Analysis by TEM showed that VZV virions were abundant in skin sections infected with rOka (Fig. 4E). The virions were located in clusters near the outer plasma membrane and were 150 to 200 nm in diameter. Most virions were complete, having both capsid and envelope structures (Fig. 4E, arrows). In contrast, very few cells contained virions in skin xenografts infected with rOka47D-N (Fig. 4F, arrows). Further, when virions were found, they were fewer in number than those observed in rOka-infected skin cells. For example, the number of rOka47D-N particles was 45, whereas 240 rOka particles were detected per micrograph (60 µm2). In addition, most rOka47D-N virions were slightly smaller compared to rOka virions. The difference in virion size appeared to be due to incomplete envelopment of rOka47D-N virions. No virions were identified in skin sections from rOka47{Delta}C-infected or mock-infected xenografts evaluated by TEM (data not shown).
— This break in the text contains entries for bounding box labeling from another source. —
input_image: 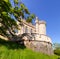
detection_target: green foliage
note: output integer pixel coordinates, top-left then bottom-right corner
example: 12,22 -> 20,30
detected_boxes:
54,48 -> 60,56
0,39 -> 58,59
53,43 -> 60,55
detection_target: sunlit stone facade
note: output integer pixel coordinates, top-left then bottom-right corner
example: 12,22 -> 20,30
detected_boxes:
15,17 -> 52,43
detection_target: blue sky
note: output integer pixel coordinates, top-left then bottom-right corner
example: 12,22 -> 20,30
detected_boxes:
22,0 -> 60,43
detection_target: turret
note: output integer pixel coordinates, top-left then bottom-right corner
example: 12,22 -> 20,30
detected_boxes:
39,21 -> 46,35
35,17 -> 39,33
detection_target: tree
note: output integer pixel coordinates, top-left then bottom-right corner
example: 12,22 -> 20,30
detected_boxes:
0,0 -> 34,37
54,43 -> 60,56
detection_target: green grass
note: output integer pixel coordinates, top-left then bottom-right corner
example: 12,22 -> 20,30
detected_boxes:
0,39 -> 58,59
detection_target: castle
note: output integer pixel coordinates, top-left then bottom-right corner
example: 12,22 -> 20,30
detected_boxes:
15,17 -> 53,54
0,17 -> 53,55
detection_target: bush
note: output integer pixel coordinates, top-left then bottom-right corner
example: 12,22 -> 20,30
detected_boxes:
54,48 -> 60,56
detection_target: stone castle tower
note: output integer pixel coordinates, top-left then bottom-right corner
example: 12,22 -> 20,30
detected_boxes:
16,17 -> 53,54
0,17 -> 53,55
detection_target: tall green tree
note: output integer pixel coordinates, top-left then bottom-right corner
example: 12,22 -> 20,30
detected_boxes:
0,0 -> 35,37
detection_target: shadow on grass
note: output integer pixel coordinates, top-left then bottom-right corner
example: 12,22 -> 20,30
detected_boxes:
0,38 -> 26,49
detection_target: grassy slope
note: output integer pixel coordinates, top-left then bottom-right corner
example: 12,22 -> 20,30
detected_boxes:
0,39 -> 58,59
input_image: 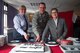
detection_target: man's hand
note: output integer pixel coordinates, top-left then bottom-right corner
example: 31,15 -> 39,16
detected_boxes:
36,35 -> 40,42
24,34 -> 29,40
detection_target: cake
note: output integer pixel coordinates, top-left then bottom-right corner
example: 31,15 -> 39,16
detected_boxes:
16,43 -> 44,52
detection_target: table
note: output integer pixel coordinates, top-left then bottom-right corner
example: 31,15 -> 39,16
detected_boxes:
9,46 -> 51,53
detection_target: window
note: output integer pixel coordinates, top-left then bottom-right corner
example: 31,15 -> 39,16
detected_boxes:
3,3 -> 8,35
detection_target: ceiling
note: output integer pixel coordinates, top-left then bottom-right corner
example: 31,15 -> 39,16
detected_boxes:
4,0 -> 80,12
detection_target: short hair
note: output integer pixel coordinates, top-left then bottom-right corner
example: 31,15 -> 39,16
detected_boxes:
39,2 -> 46,7
51,8 -> 58,13
19,5 -> 26,9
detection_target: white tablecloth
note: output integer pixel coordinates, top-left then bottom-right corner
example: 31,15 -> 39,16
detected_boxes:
9,46 -> 51,53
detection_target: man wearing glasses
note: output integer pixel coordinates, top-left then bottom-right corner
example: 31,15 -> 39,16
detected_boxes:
41,8 -> 67,42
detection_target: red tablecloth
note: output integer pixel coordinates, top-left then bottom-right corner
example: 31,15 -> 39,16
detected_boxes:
0,45 -> 63,53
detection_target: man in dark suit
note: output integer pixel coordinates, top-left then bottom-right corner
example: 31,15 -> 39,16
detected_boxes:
32,2 -> 49,41
42,8 -> 67,42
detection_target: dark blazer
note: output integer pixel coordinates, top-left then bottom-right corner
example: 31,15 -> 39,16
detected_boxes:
42,18 -> 67,41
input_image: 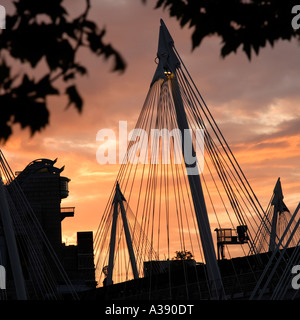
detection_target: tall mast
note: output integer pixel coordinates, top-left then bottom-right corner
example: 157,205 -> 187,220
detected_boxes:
152,20 -> 223,298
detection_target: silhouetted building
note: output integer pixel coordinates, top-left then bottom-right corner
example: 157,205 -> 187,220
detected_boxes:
16,159 -> 95,290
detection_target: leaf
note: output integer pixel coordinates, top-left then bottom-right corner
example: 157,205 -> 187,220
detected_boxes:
36,74 -> 59,98
0,60 -> 10,85
66,85 -> 83,113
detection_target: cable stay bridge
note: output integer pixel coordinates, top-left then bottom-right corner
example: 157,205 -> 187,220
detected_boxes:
0,20 -> 300,300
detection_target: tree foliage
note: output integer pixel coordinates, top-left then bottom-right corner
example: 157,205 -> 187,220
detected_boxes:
0,0 -> 126,142
156,0 -> 300,60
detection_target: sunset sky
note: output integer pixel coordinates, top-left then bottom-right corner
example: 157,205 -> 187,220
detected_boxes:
1,0 -> 300,248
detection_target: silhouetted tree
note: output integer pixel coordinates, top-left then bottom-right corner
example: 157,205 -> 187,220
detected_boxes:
154,0 -> 300,60
0,0 -> 125,142
173,250 -> 194,260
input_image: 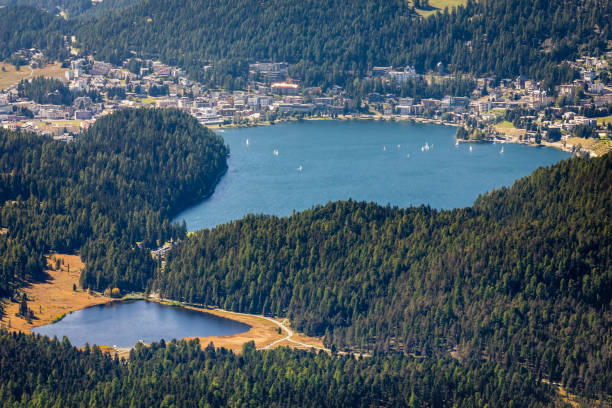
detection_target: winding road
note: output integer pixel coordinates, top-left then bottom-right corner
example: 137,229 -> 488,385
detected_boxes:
214,309 -> 331,353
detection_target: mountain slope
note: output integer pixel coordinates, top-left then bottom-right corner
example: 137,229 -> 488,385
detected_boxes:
155,155 -> 612,395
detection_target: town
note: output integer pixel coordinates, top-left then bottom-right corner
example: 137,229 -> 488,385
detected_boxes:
0,49 -> 612,156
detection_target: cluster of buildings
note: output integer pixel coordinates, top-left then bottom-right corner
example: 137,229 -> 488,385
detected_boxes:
0,50 -> 612,155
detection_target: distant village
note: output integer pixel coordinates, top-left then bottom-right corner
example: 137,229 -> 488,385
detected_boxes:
0,49 -> 612,155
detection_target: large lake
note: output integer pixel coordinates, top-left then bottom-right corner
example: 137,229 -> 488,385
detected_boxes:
176,121 -> 569,231
32,300 -> 250,348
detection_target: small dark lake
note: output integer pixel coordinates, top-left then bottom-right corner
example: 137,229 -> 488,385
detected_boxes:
32,300 -> 250,348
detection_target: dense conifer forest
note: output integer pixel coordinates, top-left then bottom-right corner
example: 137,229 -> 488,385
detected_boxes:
155,154 -> 612,395
0,109 -> 228,302
0,331 -> 560,408
0,0 -> 612,89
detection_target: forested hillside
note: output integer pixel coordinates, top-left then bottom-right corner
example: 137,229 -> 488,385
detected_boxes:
0,331 -> 559,408
0,7 -> 71,63
0,0 -> 138,18
0,109 -> 228,306
0,0 -> 612,89
155,154 -> 612,395
77,0 -> 612,86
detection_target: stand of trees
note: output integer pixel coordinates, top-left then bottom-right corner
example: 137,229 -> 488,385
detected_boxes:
0,109 -> 228,296
0,0 -> 612,89
0,6 -> 71,60
0,331 -> 562,408
159,154 -> 612,396
0,0 -> 137,19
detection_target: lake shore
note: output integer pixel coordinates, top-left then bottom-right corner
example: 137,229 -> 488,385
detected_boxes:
207,115 -> 605,157
148,296 -> 327,353
0,254 -> 107,333
0,254 -> 324,357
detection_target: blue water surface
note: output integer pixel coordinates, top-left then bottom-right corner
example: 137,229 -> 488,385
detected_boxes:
176,121 -> 569,231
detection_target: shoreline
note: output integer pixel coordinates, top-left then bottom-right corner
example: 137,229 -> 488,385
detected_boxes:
202,115 -> 598,157
0,262 -> 328,357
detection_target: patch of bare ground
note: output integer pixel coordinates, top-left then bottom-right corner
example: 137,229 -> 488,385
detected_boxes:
0,254 -> 110,332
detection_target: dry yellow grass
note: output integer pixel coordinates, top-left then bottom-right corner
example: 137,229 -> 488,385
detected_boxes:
565,137 -> 612,156
186,306 -> 323,352
0,254 -> 110,332
0,254 -> 323,357
417,0 -> 467,17
0,62 -> 67,89
493,121 -> 527,138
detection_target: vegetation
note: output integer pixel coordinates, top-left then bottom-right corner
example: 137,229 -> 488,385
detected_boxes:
77,0 -> 612,88
0,109 -> 227,296
155,154 -> 612,395
0,7 -> 69,65
0,0 -> 137,18
0,331 -> 555,408
0,0 -> 612,89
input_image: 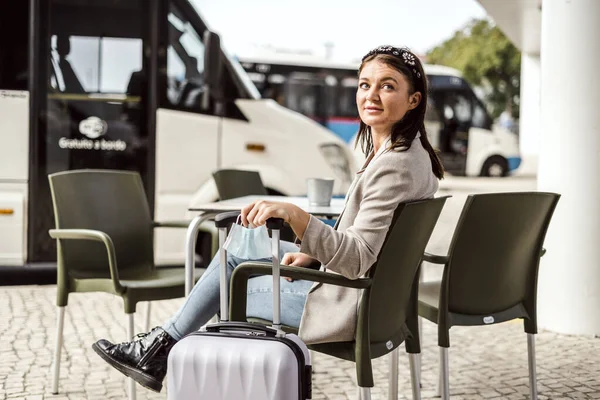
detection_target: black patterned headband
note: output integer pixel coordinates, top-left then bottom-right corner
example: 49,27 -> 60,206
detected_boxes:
361,46 -> 421,78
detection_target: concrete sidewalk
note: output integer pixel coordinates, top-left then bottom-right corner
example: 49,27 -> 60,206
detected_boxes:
0,286 -> 600,400
0,178 -> 600,400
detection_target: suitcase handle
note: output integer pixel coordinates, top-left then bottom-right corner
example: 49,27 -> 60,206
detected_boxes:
215,211 -> 283,229
206,322 -> 277,337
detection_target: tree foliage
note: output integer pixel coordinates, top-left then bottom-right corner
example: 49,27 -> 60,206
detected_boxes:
427,19 -> 521,118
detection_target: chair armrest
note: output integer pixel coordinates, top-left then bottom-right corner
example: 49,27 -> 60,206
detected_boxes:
423,252 -> 448,264
152,221 -> 192,228
48,229 -> 125,293
229,262 -> 372,321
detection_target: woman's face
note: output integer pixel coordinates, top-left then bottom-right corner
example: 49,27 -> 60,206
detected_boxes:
356,59 -> 421,133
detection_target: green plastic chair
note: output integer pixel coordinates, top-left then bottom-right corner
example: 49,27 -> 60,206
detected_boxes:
419,192 -> 560,399
230,197 -> 447,400
48,170 -> 204,398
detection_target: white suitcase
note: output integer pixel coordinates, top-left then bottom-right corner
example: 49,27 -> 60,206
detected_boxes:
167,212 -> 312,400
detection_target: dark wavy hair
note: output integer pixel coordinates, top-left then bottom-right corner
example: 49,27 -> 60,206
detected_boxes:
355,46 -> 444,179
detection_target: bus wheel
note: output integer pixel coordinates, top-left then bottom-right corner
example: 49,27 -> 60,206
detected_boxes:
481,156 -> 508,178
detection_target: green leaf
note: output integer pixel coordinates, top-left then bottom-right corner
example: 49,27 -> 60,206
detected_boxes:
427,19 -> 521,118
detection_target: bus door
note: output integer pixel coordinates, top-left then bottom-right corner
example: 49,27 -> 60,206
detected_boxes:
28,0 -> 157,262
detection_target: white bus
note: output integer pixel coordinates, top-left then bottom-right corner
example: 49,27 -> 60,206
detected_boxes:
239,54 -> 521,176
0,0 -> 355,272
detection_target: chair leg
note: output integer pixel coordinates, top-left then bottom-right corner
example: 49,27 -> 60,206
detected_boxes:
360,387 -> 371,400
126,313 -> 136,400
388,347 -> 400,400
416,316 -> 423,388
527,333 -> 537,400
144,301 -> 152,332
52,307 -> 65,394
408,353 -> 421,400
437,347 -> 450,400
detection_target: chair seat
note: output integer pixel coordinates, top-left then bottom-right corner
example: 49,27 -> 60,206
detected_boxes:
419,281 -> 442,324
119,268 -> 205,290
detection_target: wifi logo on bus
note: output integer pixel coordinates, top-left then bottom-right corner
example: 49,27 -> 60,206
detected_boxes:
79,117 -> 108,139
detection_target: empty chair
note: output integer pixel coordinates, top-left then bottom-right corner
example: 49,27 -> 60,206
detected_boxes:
48,170 -> 204,399
419,192 -> 560,399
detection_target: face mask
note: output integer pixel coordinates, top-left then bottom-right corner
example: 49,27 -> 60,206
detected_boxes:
223,218 -> 273,260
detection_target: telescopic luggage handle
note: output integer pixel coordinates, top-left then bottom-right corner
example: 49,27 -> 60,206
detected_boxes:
215,211 -> 283,333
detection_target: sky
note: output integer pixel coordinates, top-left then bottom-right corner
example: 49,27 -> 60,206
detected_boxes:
191,0 -> 486,62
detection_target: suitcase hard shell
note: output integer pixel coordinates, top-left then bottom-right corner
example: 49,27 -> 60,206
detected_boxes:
167,212 -> 312,400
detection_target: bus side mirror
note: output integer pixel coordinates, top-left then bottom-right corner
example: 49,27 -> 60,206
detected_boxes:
202,29 -> 223,110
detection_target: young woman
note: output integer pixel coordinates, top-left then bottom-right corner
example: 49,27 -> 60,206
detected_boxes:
92,46 -> 444,391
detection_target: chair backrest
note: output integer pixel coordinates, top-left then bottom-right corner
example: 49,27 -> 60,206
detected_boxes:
48,170 -> 154,278
213,169 -> 269,200
442,192 -> 560,317
359,196 -> 448,343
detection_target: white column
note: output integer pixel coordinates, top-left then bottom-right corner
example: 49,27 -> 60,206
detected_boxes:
538,0 -> 600,334
518,53 -> 541,175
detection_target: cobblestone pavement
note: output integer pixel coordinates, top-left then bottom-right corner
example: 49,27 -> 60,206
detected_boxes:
0,181 -> 600,400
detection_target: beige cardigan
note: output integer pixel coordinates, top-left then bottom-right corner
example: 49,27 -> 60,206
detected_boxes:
300,135 -> 438,344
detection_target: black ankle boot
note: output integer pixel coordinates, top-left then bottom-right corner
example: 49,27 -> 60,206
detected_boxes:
92,326 -> 177,392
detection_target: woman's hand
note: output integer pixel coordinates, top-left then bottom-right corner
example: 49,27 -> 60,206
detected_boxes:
281,253 -> 318,282
241,200 -> 298,226
241,200 -> 310,240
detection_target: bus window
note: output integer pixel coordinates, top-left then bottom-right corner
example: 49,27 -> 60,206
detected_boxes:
167,6 -> 204,108
337,78 -> 358,118
50,35 -> 142,95
159,2 -> 248,120
471,99 -> 492,130
0,1 -> 29,90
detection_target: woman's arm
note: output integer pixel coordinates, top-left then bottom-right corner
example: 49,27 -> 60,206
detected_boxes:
300,160 -> 418,279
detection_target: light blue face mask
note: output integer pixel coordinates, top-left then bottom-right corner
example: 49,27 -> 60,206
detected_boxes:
223,218 -> 273,260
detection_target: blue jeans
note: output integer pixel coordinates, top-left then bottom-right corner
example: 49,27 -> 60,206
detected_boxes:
163,241 -> 313,340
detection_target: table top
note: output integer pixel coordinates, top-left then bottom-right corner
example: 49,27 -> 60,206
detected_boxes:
189,196 -> 345,218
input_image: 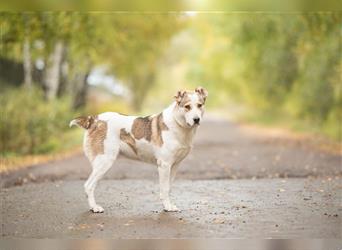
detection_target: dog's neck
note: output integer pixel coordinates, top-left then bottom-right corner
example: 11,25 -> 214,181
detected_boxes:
163,102 -> 197,144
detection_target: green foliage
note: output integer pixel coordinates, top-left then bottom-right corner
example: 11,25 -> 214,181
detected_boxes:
0,89 -> 75,155
184,12 -> 342,140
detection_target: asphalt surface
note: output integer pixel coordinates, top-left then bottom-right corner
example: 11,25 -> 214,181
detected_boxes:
0,117 -> 342,239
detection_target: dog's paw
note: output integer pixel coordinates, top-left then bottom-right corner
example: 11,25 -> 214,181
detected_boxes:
90,205 -> 104,213
164,204 -> 180,212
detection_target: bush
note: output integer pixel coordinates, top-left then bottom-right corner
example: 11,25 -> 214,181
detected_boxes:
0,88 -> 75,156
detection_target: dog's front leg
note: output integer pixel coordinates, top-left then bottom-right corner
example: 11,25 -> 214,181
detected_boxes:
158,163 -> 178,212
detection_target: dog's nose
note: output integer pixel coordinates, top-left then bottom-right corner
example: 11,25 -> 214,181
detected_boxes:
194,117 -> 200,124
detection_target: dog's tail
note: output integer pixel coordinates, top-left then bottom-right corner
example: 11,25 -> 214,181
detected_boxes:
69,115 -> 96,129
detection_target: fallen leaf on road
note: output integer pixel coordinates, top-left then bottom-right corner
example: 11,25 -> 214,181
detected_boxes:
213,219 -> 225,224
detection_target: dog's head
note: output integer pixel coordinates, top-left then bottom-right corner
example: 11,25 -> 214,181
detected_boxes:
175,87 -> 208,128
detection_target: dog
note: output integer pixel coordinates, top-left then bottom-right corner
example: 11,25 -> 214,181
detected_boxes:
69,87 -> 208,213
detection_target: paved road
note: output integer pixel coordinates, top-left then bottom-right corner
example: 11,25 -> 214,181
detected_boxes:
0,118 -> 342,238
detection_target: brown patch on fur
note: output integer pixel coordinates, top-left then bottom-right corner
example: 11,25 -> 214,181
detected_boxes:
152,113 -> 169,147
132,113 -> 169,147
88,119 -> 107,159
132,116 -> 152,141
120,128 -> 138,154
75,115 -> 97,129
175,91 -> 191,107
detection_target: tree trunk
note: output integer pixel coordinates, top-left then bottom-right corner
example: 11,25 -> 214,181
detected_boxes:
44,41 -> 64,100
73,71 -> 89,109
23,37 -> 32,88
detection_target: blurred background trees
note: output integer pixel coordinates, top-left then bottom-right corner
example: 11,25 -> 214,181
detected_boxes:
0,12 -> 342,155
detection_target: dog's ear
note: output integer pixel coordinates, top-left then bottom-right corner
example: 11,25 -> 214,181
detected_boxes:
174,90 -> 186,104
195,87 -> 208,101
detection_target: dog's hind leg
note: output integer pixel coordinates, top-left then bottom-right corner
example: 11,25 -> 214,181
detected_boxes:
84,152 -> 118,213
158,162 -> 179,212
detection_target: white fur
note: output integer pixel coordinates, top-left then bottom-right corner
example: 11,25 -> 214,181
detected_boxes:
81,93 -> 207,213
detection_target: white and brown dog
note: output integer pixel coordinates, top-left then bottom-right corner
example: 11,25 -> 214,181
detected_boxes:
70,87 -> 208,213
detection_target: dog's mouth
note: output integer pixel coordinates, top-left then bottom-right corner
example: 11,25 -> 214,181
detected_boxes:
186,122 -> 200,128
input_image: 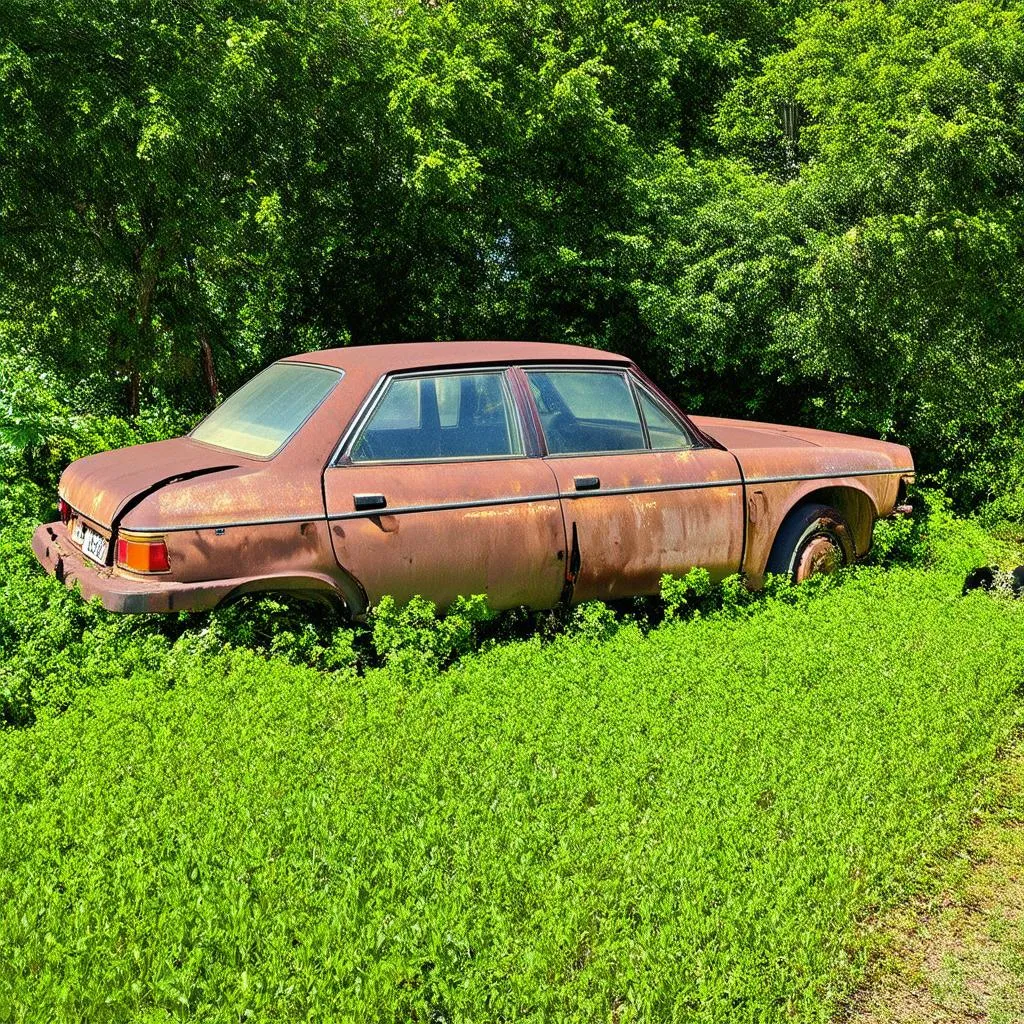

Effects of blocking ORF47 kinase activity on gE and gI in vitro. Our previous experiments showed that ORF47 protein and kinase-defective ORF47 proteins bind to the major transactivator, the IE62 protein, and that ORF47-ORF47 binding persists in the absence of autophosphorylation (3). In order to further investigate the consequences of blocking ORF47 kinase activity, we examined the effects on gE. Melanoma cells were infected with rOka, rOka47{Delta}C, or rOka47D-N; cell lysates were prepared, and ORF47 protein and associated proteins were precipitated with ORF47 antiserum. Complex formation between ORF47 and gE proteins was detected by Western blotting in cells infected with rOka, rOka47{Delta}C, and rOka47D-N (Fig. 5). No complex formation occurred in cells infected with ROKA47S, which expresses only the first 165 amino acids of ORF47 protein due to the insertion of a stop codon (12). As in the case of ORF47-IE62 protein interactions, ORF47 protein binding to gE was mediated by the N-terminal portion of the protein and was independent of ORF47 kinase activity.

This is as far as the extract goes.